An Introduction to Pa Padir and what it is to be a Trickster

Pa Padir is a Malaysian Trickster myth, a compilation of anecdotes about a man who repeatedly acts without thinking. He takes the least amount of information to complete a task and often finds himself in varying degrees of peril. A wonderful definition of the purpose of a Trickster Myth was written by Samuel M Wilson in "Natural History" in 1991:

Like most myths and folk tales, the trickster tales encode varying values and ideas, and some of these are specific to particular cultures. Yet the same themes are played out in strikingly similar ways throughout the world because the trickster tales deal with issues of universal human experience-family interactions, competition, struggles against authority, love, and death. The many sides to the trickster's personality make him especially useful to the storyteller: some tales emphasize the trickster's spiritual side and others his material side; some his role as creator and some as mean-spirited destroyer.
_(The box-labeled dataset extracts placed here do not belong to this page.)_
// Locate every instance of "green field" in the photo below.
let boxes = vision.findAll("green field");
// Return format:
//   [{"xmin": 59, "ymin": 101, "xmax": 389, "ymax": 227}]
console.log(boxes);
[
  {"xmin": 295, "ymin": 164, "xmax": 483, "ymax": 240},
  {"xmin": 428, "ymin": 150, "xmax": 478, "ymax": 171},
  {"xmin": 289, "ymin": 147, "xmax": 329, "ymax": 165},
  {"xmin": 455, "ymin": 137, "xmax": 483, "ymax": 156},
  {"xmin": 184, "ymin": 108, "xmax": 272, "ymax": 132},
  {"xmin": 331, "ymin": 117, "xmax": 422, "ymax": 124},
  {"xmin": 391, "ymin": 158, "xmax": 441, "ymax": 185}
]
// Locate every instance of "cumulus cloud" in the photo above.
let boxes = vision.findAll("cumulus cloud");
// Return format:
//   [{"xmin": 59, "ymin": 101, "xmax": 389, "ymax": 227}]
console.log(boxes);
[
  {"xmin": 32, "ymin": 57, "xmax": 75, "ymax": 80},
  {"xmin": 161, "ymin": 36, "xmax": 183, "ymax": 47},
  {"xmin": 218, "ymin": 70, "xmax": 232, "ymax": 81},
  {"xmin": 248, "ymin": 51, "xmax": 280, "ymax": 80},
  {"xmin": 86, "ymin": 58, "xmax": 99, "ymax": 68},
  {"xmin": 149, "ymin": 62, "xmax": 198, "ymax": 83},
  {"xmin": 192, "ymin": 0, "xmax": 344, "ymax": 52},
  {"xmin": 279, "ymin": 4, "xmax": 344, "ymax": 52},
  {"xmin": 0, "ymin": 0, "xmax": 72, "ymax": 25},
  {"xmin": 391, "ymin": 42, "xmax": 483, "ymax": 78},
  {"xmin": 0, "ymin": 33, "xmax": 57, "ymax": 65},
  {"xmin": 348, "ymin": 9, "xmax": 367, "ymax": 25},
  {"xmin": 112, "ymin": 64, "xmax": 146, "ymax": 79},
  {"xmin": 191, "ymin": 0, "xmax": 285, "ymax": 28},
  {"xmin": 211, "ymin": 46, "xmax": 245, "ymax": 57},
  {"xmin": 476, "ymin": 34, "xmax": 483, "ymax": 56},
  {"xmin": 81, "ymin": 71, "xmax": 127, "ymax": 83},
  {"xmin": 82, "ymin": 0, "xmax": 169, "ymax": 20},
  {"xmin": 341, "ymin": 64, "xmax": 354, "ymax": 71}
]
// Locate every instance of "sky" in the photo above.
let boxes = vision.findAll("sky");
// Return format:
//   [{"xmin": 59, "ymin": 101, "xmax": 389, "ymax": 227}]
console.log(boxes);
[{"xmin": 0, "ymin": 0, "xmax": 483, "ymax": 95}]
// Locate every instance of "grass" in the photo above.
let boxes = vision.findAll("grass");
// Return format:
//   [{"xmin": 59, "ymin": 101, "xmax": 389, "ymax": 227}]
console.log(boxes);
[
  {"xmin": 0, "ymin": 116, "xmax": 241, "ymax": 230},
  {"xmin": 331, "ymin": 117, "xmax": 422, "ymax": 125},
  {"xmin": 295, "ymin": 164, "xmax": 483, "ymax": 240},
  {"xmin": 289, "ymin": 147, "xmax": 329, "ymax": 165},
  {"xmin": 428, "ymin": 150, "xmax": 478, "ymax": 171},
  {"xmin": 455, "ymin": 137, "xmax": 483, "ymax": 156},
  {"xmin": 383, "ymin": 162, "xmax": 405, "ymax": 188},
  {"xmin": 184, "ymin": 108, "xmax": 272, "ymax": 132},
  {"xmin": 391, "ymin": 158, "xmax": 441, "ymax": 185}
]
The psychologist Carl Jung saw in the trickster a primordial figure who transcends humankind's conceptual boundaries between gods and mortals; who moves freely between the worlds of gods and humans and plays tricks on both.

I love this definition of a Trickster Myth because it clarifies that a trickster is usually immortal and bound to repeat his eccentricity again and again to show various examples of mistakes and misfortunes due to our actions.